DC hat einiges aufzuholen. Während Marvel mit Ant-Man und Avengers 2: Age of Ultron bereits die zweite Phase seines Cinematic Universe abgeschlossen hat und sich der Civil War schon am Horizont abzeichnet, versammelt Comic-Konkurrent DC seine Recke noch. Mit Batman v. Superman hat der Verlag immerhin ein heiß erwartetes Eisen im Feuer. Der Film dürfte den Man of Steel-Regisseur Zack Snyder (Sucker Punch, 300) auslasten, so dass für ein Sequel der Solo-Superman-Abenteuer keine Zeit bleibt. Jetzt hat DC Movie News aber angedeutet, dass ein anderer Regisseur an Man of Steel 2 arbeitet.

Kein geringerer als Mad Max-Schöpfer George Miller soll den Stählernen erneut fliegen lassen. In dem Video heißt es:

George Miller, he’s doing Man of Steel 2……Obviously Zack Snyder is doing Justice League 1 and 2, we already got James Wan doing Aquaman – Waterman I think they should change the title– but yeah I think George Miller is a perfect choice to do Man of Steel 2, he’s going to bring so much to it.

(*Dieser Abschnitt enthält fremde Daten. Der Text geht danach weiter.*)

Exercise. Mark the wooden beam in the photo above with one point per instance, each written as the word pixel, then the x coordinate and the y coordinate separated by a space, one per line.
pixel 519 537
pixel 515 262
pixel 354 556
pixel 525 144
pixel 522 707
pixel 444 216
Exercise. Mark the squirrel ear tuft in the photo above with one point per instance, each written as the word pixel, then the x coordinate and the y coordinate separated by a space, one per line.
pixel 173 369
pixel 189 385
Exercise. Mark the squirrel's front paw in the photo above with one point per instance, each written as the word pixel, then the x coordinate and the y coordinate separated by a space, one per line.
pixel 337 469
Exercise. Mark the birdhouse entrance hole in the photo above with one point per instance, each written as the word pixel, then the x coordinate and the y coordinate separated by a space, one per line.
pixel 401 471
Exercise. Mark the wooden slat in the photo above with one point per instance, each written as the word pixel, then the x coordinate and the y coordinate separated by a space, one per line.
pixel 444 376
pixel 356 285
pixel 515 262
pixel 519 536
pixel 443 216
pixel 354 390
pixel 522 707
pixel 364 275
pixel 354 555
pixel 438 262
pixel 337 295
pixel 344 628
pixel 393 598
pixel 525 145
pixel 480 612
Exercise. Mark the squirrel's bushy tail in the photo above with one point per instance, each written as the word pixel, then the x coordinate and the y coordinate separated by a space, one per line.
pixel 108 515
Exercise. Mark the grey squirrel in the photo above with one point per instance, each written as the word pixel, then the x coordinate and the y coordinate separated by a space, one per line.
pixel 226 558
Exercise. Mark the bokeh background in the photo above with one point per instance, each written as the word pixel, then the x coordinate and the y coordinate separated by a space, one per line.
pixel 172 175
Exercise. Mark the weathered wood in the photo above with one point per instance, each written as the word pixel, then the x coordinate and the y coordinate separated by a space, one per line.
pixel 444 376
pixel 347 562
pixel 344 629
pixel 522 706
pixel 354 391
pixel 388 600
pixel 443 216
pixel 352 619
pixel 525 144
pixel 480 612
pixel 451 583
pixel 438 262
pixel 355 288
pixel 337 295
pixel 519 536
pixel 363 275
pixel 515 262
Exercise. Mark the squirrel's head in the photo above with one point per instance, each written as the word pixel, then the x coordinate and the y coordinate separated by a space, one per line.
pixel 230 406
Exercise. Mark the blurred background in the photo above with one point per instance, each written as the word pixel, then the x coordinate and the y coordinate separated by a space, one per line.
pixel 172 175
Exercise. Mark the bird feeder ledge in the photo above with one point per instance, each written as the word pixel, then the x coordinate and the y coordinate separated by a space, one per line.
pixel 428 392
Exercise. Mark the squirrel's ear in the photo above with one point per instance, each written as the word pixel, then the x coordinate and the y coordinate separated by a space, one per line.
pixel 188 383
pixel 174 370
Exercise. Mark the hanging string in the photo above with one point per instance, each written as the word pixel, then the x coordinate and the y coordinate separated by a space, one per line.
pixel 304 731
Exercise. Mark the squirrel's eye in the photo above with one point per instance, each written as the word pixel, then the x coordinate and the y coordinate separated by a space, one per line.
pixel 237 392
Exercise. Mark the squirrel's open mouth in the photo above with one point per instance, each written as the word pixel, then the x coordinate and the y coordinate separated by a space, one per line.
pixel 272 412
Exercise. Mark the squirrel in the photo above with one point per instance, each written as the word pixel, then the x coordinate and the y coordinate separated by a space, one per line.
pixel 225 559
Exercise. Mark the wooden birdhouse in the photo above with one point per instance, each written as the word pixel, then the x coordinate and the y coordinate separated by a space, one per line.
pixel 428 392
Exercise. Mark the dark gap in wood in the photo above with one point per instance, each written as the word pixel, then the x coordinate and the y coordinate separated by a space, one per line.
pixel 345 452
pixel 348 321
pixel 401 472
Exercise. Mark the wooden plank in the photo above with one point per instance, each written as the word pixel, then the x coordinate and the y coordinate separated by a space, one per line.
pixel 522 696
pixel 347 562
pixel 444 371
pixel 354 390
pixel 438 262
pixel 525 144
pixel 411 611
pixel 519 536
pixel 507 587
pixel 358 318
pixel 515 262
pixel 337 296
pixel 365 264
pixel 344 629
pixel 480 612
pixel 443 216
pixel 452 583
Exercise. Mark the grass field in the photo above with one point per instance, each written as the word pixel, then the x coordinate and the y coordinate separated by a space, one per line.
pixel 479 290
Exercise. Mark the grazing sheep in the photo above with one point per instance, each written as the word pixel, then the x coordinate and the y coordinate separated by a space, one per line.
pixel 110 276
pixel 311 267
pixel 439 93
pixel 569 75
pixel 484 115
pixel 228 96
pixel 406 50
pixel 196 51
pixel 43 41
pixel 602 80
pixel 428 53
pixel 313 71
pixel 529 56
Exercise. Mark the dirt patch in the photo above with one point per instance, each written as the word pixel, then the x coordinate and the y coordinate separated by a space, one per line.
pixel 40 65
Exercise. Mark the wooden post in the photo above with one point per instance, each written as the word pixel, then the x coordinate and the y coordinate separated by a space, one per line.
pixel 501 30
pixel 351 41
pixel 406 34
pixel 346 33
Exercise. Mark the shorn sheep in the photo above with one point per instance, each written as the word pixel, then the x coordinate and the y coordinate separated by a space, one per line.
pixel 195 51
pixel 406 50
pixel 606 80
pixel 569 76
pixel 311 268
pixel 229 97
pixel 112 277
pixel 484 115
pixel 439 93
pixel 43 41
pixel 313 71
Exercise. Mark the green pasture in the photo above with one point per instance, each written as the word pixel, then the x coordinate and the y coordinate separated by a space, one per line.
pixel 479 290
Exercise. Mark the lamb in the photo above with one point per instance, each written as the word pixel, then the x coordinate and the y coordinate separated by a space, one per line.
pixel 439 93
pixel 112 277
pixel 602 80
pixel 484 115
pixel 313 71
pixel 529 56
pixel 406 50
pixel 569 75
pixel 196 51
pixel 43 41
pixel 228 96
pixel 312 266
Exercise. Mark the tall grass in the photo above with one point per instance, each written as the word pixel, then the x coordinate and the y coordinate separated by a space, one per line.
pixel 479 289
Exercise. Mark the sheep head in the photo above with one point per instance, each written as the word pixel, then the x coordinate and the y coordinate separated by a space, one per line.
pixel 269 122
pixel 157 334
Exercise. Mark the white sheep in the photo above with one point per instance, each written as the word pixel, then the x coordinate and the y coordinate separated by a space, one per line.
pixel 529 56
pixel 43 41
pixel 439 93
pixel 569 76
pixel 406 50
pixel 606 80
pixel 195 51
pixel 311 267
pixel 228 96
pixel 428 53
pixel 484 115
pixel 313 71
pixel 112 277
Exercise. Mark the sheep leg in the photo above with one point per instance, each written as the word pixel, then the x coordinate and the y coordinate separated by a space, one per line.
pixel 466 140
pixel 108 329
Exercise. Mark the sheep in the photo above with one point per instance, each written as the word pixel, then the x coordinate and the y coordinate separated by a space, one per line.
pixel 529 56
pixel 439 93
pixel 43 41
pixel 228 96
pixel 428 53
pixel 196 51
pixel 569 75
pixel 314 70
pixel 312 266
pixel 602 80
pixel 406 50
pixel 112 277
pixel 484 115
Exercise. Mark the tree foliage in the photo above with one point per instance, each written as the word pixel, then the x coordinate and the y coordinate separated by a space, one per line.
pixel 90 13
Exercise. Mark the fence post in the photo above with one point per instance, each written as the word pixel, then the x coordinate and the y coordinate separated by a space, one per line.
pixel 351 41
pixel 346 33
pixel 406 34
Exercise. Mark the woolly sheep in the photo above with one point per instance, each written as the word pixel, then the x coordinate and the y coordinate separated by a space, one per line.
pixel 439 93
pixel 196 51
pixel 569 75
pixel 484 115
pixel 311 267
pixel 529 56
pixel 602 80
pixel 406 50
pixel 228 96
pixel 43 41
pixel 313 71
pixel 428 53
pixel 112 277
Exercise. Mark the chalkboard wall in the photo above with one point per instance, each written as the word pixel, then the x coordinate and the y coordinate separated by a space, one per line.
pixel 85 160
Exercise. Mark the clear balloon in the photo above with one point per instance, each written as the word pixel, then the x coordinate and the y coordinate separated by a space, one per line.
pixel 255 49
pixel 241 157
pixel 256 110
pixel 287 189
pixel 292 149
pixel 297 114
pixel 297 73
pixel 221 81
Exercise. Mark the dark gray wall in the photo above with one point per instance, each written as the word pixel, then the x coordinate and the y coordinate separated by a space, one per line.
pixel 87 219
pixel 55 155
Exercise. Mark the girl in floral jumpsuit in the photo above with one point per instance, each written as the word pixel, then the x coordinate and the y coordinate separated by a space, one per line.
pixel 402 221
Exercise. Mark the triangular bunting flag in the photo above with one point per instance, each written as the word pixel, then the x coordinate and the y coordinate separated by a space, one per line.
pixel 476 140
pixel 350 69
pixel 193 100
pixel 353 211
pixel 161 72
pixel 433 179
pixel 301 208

Etwa: George Miller, er macht Man of Steel 2……Bekanntermaßen arbeitet Zack Snyder an Justice League 1 und 2, wir haben bereits James Wan, der Aquaman dreht – wobei ich den Titel Waterman bevorzugen würde -, aber, ja, ich denke George Miller ist eine perfekte Wahl für Man of Steel 2, er bringt so viel zu dem Projekt.

Miller feierte dieses Jahr große Erfolge mit der Rückkehr auf die Kinoleinwand. Der vierte Kinoauftritt von Max Rockatansky – Fury Road – erhielt nicht nur in Cannes viel Beifall. Forderungen wurden sogar laut den Action-Film mit Tom Hardy und Charlize Theron ins Oscar-Rennen zu schicken.

Das Gerücht ist zwar im ersten Moment reizvoll, aber noch nicht bestätigt. Dennoch wäre es sicher spannend zu sehen, wie die Version des 70-jährige Filmemacher von Superman aussieht. Insbesondere der Vergleich zwischen Miller und Snyder scheint interessant. Wie diverse Videos hinter den Kulissen von Fury Road zeigen schwört Miller auf praktische Effekte. Wenn wir an die Zerstörungsorgie am Ende von Man of Steel denken, scheint es unumgänglich, dass der Materialschaden entweder zurückgefahren oder dem Computer überlassen wird.

Auch der gesättigte Teal/Orange-Look von Fury Road ist ein deutlicher Kontrast zum farbarmen Man of Steel. Vor einiger Zeit machte ein Video im Netz die Runde, welches zeigt, wie Man of Steel in Farbe aussehen könnte.

https://www.youtube.com/watch?v=5gd3vpgJwlM

Das heißt natürlich nicht, dass Millers Film so aussehen muss – noch, dass dieser Film besser aussieht als Snyders Version -, aber es zeigt, wie sehr Farben einen Film verändern.

Spannend dürfte die Verpflichtung von Miller unter dem Gesichtspunkt der jüngsten Reibereien zwischen Studios und Franchise-Regisseuren sein. Das Debakel um die Fantastic Four und den Streit zwischen Regisseur Josh Trank und FOX ist noch frisch in Erinnerung, genauso wie Edgar Wrights (Shaun Of The Dead, Hot Fuzz) Rauswurf bei Ant-Man. Doch schon davor gab es Klagen von Filmemachern. Unter anderem Alan Taylor (Thor: The Dark World) beklagte sich über das strenge Regime von Marvel und fehlende künstlerische Freiheit. Ob DC seinen Regisseuren mehr Freiräume lässt, muss sich zeigen. Mit Miller würde man sich schließlich einen erfahrenen Kinoveteranen ins Boot holen.